In some instances, our general partner may cause us to borrow funds under our Revolving Credit Facility, from USD or otherwise from third parties in order to permit the payment of cash distributions. These borrowings are permitted even if the purpose and effect of the borrowing is to enable us to make a distribution on the subordinated units, to make incentive distributions or to satisfy the conditions required to convert subordinated units into common units.
Our general partner has a limited call right that it may exercise at any time it or its affiliates own more than 80.0% of the outstanding limited partner interests and that may require you to sell your common units at an undesirable time or price.
If at any time our general partner and its affiliates own more than 80.0% of the then issued and outstanding common units, our general partner has the right, but not the obligation, which it may assign to any of its affiliates or to us, to acquire all, but not less than all, of the common units held by unaffiliated persons at a price not less than their then-current market price. As a result, you may be required to sell your common units at an undesirable time or price and may not receive any return on your investment. You may also incur a tax liability upon a sale of your units. Our general partner and its affiliates own 35.1% of our common units (excluding any common units held by our officers, directors, employees and certain other persons affiliated with us) and 42.9% of our common units assuming the conversion of all subordinated units into common units.
Your liability may not be limited if a court finds that unitholder action constitutes control of our business.
A general partner of a partnership generally has unlimited liability for the obligations of the partnership, except for those contractual obligations of the partnership that are expressly made non-recourse to the general partner. Our partnership is organized under Delaware law, and we conduct business in a number of other states. The limitations on the liability of
43
holders of limited partner interests for the obligations of a limited partnership have not been clearly established in some jurisdictions. You could be liable for our obligations as if you were a general partner if a court or government agency were to determine that:
• | we were conducting business in a state but had not complied with that particular state’s partnership statute; or |
• | your right to act with other unitholders to remove or replace the general partner, to approve some amendments to our partnership agreement or to take other actions under our partnership agreement constitute “control” of our business. |
Unitholders may have to repay distributions that were wrongfully distributed to them.

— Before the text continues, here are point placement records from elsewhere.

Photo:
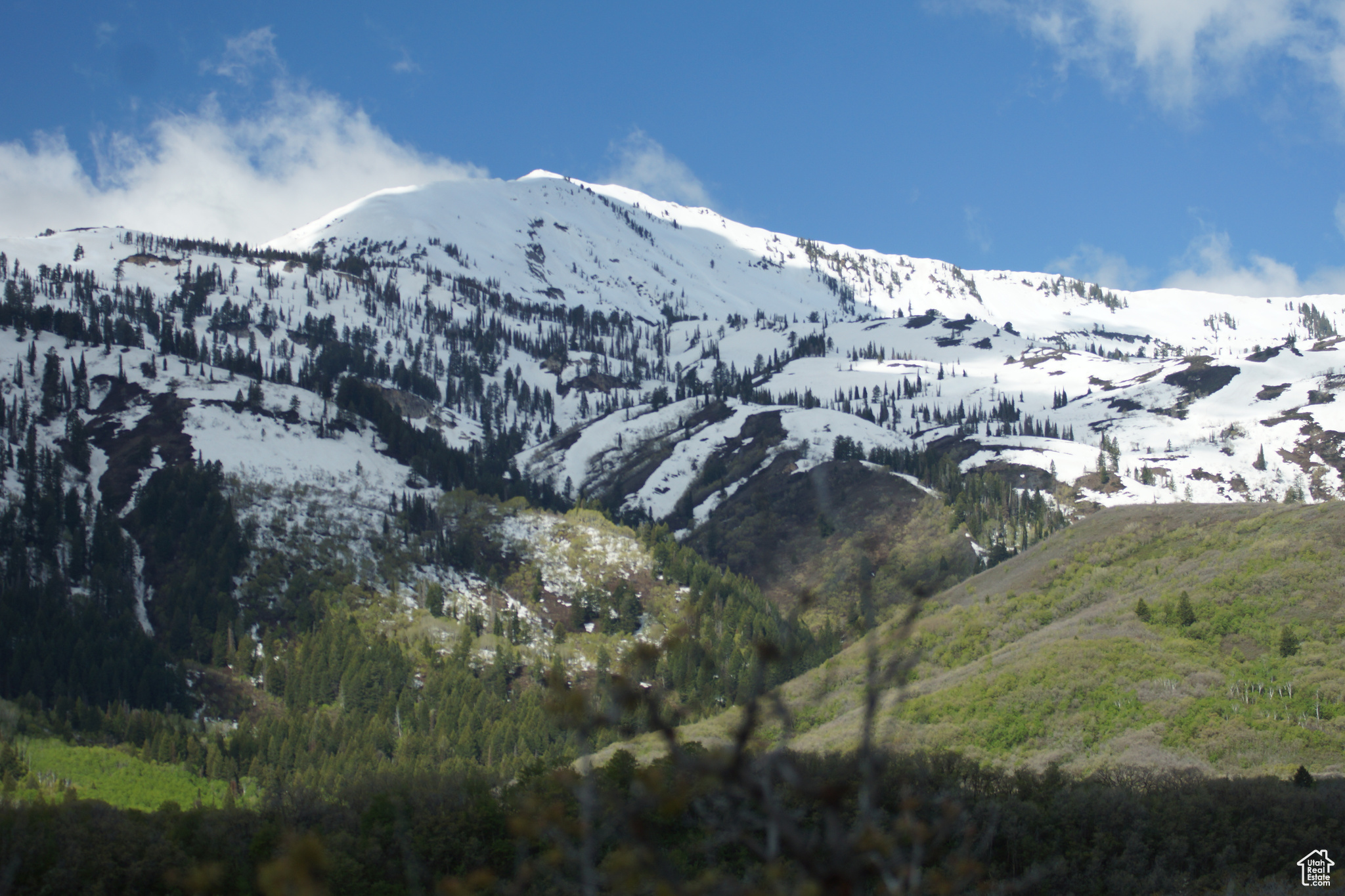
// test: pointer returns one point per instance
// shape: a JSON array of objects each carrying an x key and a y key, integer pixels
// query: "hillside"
[
  {"x": 1043, "y": 658},
  {"x": 436, "y": 449}
]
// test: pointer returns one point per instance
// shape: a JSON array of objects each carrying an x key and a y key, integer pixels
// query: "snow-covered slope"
[{"x": 592, "y": 326}]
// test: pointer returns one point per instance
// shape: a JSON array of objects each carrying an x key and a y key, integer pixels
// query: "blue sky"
[{"x": 1129, "y": 141}]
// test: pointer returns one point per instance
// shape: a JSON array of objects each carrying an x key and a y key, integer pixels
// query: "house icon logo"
[{"x": 1317, "y": 868}]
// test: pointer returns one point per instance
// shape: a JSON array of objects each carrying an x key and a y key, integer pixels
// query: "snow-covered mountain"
[
  {"x": 1192, "y": 387},
  {"x": 617, "y": 345}
]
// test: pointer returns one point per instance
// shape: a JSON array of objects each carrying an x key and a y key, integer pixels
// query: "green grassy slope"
[
  {"x": 1044, "y": 658},
  {"x": 115, "y": 777}
]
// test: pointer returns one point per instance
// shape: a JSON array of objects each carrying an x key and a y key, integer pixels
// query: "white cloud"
[
  {"x": 1212, "y": 269},
  {"x": 205, "y": 175},
  {"x": 640, "y": 163},
  {"x": 1094, "y": 265},
  {"x": 1183, "y": 50},
  {"x": 245, "y": 54}
]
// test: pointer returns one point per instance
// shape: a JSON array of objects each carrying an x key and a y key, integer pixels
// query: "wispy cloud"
[
  {"x": 640, "y": 163},
  {"x": 205, "y": 174},
  {"x": 405, "y": 65},
  {"x": 1181, "y": 51},
  {"x": 1094, "y": 265},
  {"x": 1212, "y": 268},
  {"x": 977, "y": 232},
  {"x": 245, "y": 55}
]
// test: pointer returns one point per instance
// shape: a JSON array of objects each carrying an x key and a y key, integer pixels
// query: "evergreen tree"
[
  {"x": 1185, "y": 613},
  {"x": 1287, "y": 643}
]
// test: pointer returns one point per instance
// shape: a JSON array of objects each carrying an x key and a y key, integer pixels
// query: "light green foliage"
[
  {"x": 118, "y": 778},
  {"x": 1049, "y": 654}
]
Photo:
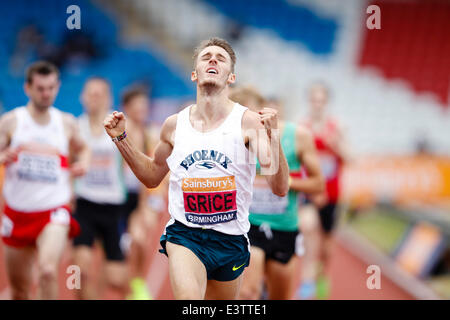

Under certain circumstances, unitholders may have to repay amounts wrongfully distributed to them. Under Section 17-607 of the Delaware Revised Uniform Limited Partnership Act, we may not make a distribution to you if the distribution would cause our liabilities to exceed the fair value of our assets. Delaware law provides that for a period of three years from the date of the impermissible distribution, limited partners who received the distribution and who knew at the time of the distribution that it violated Delaware law will be liable to the limited partnership for the distribution amount. Transferees of common units are liable for the obligations of the transferor to make contributions to the partnership that are known to the transferee at the time of the transfer and for unknown obligations if the liabilities could be determined from our partnership agreement. Liabilities to partners on account of their partnership interest and liabilities that are non-recourse to the partnership are not counted for purposes of determining whether a distribution is permitted.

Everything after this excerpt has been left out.